I thought it would be only a matter of time before someone posted something about Claude Code / <insert name of your agentic AI of choice here>, so here we go..!
We’ve just started a trial of Claude Code in UKCEH and wow, it’s scarily capable. I’ve given it model re-engineering tasks that would have taken days/weeks of my time and it’s done them - accurately, by asking all the right questions and running all the right tests - in a matter of minutes.
I’m not sure how to feel about this. It’s great for productivity, but I can’t help but feel somewhat redundant now, and if this is the new way of work (describing what you want to achieve to Claude rather than coding it yourself), I’m really going to miss actually writing code!

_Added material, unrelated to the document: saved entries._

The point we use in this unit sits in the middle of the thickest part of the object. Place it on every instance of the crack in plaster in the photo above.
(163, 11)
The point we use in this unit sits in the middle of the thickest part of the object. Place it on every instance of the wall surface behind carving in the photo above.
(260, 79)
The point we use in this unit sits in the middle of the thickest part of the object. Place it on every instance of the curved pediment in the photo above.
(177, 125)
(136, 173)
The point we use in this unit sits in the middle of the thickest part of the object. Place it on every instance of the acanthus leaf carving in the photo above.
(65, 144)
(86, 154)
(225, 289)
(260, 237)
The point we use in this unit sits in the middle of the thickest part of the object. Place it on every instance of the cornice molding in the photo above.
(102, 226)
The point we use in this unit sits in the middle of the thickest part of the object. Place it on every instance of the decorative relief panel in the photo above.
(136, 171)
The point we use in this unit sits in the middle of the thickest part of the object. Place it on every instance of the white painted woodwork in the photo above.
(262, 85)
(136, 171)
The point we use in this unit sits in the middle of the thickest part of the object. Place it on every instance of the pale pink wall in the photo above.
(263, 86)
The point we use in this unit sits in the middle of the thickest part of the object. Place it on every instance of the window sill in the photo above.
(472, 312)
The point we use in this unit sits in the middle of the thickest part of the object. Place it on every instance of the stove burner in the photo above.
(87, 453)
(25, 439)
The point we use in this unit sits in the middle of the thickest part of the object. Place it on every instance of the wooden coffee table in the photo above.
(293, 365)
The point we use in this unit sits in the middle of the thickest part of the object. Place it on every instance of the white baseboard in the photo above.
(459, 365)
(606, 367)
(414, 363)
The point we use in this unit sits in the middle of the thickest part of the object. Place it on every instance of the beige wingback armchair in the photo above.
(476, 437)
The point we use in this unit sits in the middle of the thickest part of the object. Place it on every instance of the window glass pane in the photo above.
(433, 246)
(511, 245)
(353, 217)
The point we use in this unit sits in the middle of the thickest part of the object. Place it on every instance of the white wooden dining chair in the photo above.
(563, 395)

Unfortunately, I feel like I worry about LLM usage a lot these days. I have come to the conclusion that they are not for me (to use), for various more or less personal reasons, but the big question for me is how to address LLM-generated contributions to TopoToolbox.
We got one PR a couple of weeks ago that was largely created with Claude Code. It was a bit of a mess and took a lot of effort for the contributor and me to sort out. As far as I can tell, it implemented everything correctly, but it didn’t really capture our style so well. It had a lot of duplication and some patterns that I really want to minimize in libtopotoolbox (a ton of dynamic memory allocation, for example). It would have been a pain to maintain.
We eventually landed the PR, but the whole thing soured me (and, I think, our contributor) a little on the LLMs. Fortunately, Boris is super committed to TopoToolbox, already contributes a lot, and was pretty understanding about getting his code into a more reasonable shape. Still, I think it is probably not as good as it could have been, and now refactoring it is another entry on my long list of TODOs.
I don’t want to ban LLM-generated contributions outright. I really want us to be welcoming to all kinds of contributors, especially those who aren’t so comfortable with coding and who may reach for the LLM to help them do something scientifically interesting. Probably insisting on code standards is the right thing to do, regardless of the origin of the code, but it is already hard to get people to write tests.
That sounds like a bad experience, and I’m wondering if I’ve just been lucky so far in what I’ve experimented with (the key word being experimented - I haven’t rolled out Claude on anything too consequential).
Specifically for your example, I guess if you had coding standards/conventions that you could point Claude towards, that might have helped the issue, but I’ve got very limited experience in knowing how well it sticks to instructions about things like “don’t dynamically allocate memory”.
I think “the community” (not sure what I mean by that - anyone involved in scientific coding, I guess) needs to do some figuring out of how best to embrace, or not, agentic AI. I see a few groups already developing internal guidance on use of AI for software engineering, so it will be interesting to see this emerge.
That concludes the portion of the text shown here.